A travers le prisme d’une écriture qui se détache de la discipline réaliste, et dont il partage la gageure avec d’autres auteurs de la jeune génération, Kim Jung-hyuk  interroge moins ce que l’individu doit apporter au ciment de la société que la capacité de cette dernière à tolérer les écarts à la Norme. Marcel Mauss rappelait « qu’il n’y  avait rien de plus arbitraire, de plus  variable, ni de plus extraordinaire que les classifications ». Ainsi, en substituant sa propre grammaire des instruments (pas moins arbitraire mais tout aussi valable) à la classification  communément admise, le narrateur inscrit et assume son histoire personnelle comme base de son identité sociale. Ce changement de paradigme provoqué par une suite de hasards  dont il finit par s’emparer du sens, ne va cependant pas sans heurt. Dans la nouvelle Les maniaques de vinyles, un jeune DJ se trouve séquestrer par un homme qui se dit  « ne pas aimer les DJ parce qu’ils rayent les disques ». Au nom de la bonne musique, cet homme entre deux âges protège  les disques de son histoire personnelle  du fléau que sont les  remix et les DJ, qui sabotent l’âme de l’œuvre  originale  et détruisent le support discographique : « Il y a une chanson que j’adore. « Fever », tu la connais ? […] Un jour, dans un bar, je demande ma chanson, et devine ce qui s’est passé ? Le barman a passé le remix d’un foutu DJ […] j’ai cru que mon cœur se déchirait : les DJ dévastent toute la musique ». Les deux hommes, en  copiant et diffusant allégrement plusieurs milliers de copies d’albums,  ou en rachetant de vieux vinyles pour les mixer et les remettre au goût du jour, partagent en définitive le même amour pour la musique dont ils ne peuvent     s’accorder sur la définition: qu’est ce que la bonne musique ? : «  Un DJ, est-il un artiste ? Toi, tu t’y connais en musique ? C’est ce que tu crois ? ».

Après le personnage du premier récit, qui  enfermé jour et nuit dans son magasin de musique s’accomplit pleinement dans sa mission solitaire de reclassification des instruments,  les deux protagonistes de la nouvelle  les maniaques de vinyles, bien que moins intéressés à se  confronter au monde (entendons la société) qu’à la réalisation de leur idéal, interrogent ce  que devient l’action collective si chacun poursuit un but personnel qui empêche la conciliation entre les individus, et conduit jusqu’à la non-reconnaissance de l’autre :  « Mais pourquoi  avez vous enfermé cette personne ? – Qui ? – Vous ne vous  souvenez pas ? […] Il semble avoir tout oublié, je peux lire dans ses yeux qu’il ne sait rien.

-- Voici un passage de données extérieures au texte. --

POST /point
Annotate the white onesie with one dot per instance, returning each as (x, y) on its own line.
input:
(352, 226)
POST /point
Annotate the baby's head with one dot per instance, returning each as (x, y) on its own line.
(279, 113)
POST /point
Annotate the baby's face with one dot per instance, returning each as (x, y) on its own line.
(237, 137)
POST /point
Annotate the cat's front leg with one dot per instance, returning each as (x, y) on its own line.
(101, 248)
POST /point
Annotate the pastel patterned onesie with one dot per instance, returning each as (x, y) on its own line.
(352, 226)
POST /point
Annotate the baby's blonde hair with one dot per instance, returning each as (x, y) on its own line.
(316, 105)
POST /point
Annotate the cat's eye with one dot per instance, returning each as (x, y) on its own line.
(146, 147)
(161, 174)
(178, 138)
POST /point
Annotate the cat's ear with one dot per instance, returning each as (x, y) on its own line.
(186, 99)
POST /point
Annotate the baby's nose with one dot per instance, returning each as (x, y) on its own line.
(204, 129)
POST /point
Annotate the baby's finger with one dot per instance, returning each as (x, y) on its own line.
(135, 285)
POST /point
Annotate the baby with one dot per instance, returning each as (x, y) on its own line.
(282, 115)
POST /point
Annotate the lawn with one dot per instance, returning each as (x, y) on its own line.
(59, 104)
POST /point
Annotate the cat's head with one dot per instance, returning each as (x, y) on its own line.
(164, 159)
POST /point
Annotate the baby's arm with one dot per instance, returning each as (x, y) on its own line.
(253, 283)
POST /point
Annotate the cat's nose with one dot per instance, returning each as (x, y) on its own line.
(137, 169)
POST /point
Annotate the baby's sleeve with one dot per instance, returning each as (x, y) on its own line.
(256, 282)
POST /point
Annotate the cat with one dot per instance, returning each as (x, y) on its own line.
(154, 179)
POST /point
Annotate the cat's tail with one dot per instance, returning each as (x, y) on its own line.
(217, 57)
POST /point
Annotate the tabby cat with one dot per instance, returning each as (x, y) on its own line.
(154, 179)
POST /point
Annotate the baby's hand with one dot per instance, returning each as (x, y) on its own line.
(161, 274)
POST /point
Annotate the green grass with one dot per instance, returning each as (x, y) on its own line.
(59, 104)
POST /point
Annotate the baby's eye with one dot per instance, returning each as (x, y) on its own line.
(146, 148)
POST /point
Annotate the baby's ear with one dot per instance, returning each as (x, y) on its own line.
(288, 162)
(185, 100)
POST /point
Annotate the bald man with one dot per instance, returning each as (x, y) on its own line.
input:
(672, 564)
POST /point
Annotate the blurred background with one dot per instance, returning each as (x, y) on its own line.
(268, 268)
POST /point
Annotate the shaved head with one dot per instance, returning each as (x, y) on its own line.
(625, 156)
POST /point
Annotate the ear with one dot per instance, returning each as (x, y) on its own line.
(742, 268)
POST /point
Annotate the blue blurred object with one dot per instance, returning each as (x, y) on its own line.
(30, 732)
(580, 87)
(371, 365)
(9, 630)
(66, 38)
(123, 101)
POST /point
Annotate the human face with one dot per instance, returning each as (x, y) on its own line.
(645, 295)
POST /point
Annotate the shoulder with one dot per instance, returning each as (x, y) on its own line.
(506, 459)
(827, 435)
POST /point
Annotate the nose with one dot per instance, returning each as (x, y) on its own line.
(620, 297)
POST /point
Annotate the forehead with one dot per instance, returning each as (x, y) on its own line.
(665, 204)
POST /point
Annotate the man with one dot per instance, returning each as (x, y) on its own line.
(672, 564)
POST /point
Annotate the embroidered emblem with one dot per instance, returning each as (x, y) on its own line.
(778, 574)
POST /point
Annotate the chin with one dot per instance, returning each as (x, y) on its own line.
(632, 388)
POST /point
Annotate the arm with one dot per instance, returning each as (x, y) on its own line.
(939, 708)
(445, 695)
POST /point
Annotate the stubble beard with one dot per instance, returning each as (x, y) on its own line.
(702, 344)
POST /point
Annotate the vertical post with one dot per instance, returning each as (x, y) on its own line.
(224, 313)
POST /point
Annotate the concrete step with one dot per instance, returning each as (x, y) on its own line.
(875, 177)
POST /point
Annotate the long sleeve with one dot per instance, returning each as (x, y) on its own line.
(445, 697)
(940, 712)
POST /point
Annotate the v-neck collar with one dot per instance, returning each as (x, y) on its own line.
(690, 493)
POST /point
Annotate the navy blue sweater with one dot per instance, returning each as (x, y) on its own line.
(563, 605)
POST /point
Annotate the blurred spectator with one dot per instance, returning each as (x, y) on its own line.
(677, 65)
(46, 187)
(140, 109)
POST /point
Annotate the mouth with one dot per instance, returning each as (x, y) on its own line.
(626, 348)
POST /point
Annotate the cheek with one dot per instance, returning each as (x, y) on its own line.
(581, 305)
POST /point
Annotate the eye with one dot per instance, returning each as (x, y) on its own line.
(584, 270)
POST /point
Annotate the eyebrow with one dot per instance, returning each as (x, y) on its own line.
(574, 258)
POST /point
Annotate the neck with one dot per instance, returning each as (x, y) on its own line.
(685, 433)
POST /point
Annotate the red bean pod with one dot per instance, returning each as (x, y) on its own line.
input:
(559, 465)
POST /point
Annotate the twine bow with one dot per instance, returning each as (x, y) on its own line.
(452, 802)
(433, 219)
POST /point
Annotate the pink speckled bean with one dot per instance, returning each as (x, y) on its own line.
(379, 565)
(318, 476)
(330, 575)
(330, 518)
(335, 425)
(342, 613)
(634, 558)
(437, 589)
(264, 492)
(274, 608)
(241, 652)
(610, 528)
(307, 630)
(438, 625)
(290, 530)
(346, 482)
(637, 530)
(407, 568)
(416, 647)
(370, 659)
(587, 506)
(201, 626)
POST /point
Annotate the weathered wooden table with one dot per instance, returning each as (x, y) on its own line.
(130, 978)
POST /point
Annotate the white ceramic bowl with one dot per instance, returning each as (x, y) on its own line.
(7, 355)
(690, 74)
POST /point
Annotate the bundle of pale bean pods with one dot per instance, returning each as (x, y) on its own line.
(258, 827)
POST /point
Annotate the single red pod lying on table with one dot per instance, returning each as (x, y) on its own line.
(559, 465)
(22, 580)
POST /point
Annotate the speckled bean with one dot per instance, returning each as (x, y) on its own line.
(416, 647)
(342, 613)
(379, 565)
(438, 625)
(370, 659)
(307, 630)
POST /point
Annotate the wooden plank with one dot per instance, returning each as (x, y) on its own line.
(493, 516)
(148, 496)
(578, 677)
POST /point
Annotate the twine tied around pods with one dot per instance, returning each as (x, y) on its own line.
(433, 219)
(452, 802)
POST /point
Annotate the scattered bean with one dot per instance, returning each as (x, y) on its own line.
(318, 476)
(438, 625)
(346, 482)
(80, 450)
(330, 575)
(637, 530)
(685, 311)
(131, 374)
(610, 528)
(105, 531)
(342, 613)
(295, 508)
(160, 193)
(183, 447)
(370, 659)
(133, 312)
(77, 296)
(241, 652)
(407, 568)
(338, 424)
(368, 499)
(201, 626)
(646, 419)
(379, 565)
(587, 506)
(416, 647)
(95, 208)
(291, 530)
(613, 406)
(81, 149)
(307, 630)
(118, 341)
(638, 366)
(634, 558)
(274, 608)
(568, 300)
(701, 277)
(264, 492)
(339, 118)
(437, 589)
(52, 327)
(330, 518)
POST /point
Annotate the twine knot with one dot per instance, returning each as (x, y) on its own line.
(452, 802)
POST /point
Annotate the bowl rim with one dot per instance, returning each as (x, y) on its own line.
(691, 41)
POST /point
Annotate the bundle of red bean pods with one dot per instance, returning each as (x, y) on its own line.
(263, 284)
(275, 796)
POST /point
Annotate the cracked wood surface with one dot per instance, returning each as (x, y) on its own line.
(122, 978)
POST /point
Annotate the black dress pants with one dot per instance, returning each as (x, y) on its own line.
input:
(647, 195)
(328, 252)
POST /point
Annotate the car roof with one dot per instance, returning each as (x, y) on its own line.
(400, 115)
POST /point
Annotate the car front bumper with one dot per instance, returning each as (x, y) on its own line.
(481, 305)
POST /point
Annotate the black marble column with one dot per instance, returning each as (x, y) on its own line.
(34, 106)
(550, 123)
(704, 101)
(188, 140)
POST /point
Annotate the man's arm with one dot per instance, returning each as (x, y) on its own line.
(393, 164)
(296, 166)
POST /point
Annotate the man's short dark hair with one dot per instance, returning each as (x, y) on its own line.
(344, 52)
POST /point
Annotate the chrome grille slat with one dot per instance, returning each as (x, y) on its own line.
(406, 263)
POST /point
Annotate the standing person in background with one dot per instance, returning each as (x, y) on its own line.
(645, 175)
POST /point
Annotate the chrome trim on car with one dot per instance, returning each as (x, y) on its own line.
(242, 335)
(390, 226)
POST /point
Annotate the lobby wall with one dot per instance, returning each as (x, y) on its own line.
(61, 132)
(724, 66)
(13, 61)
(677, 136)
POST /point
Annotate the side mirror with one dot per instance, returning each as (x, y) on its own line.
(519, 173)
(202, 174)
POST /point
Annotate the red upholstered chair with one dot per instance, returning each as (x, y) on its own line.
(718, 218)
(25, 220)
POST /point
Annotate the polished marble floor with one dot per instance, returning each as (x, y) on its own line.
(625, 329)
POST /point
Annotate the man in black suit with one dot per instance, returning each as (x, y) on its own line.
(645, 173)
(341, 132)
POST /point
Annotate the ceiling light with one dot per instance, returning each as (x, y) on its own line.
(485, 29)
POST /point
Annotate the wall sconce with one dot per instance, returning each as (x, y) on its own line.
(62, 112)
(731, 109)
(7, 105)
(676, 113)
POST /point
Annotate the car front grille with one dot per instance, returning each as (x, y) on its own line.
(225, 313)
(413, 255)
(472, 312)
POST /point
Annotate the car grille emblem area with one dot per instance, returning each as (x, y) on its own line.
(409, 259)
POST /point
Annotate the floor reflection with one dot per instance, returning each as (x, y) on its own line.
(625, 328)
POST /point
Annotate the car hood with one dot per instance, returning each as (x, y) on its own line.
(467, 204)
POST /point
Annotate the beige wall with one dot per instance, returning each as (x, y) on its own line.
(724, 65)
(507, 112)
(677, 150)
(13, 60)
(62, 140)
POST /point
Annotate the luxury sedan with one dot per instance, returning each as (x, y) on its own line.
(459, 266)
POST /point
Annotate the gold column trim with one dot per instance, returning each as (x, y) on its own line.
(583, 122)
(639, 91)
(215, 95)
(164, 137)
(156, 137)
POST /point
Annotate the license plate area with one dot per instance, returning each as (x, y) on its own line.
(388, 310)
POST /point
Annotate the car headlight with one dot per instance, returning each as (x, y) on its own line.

Je n’ai qu’une envie : partir. ». Si   l’on doit  voir dans le parcours de ce jeune DJ, qui malgré le traumatisme de sa séquestration poursuivra envers et contre tout son but, l’expression de son épanouissement personnel, il ne faut pas sous estimer ce que peut occasionner comme peur  la perte de repères jusqu’alors confortablement établis. L’angoisse de rester dans la norme  («  C’est injuste de mourir anonyme », la bibliothèque des instruments de musique), peut se révéler égale à la peur du changement (« A l’écoute du remix, j’ai cru que mon cœur se déchirait », les maniaques de vinyles). Dans l’œuvre  de Kim Jung-hyuk, cette révélation de « sa différence » surgit au hasard d’une suite d’événements sans lien apparent, d’accidents. Un Deus ex machina bien utile, et dont les personnages saisissent l’opportunité ; dans un monde où tout va toujours plus vite, l’hypothèse de l’événement imprévisible reste  la plus probable.

Comme le dit le DJ : «  L’ère d’une musique nouvelle est arrivée ».


LA BIBLIOTHÈQUE DES INSTRUMENTS DE MUSIQUE
DE KIM JUNG-HUYK
Traduit du coréen par MOON So-young, LEE Seung-shin, Hwang Ji-young et al.
Decrescenzo éditeurs, 126 pages, 15 €.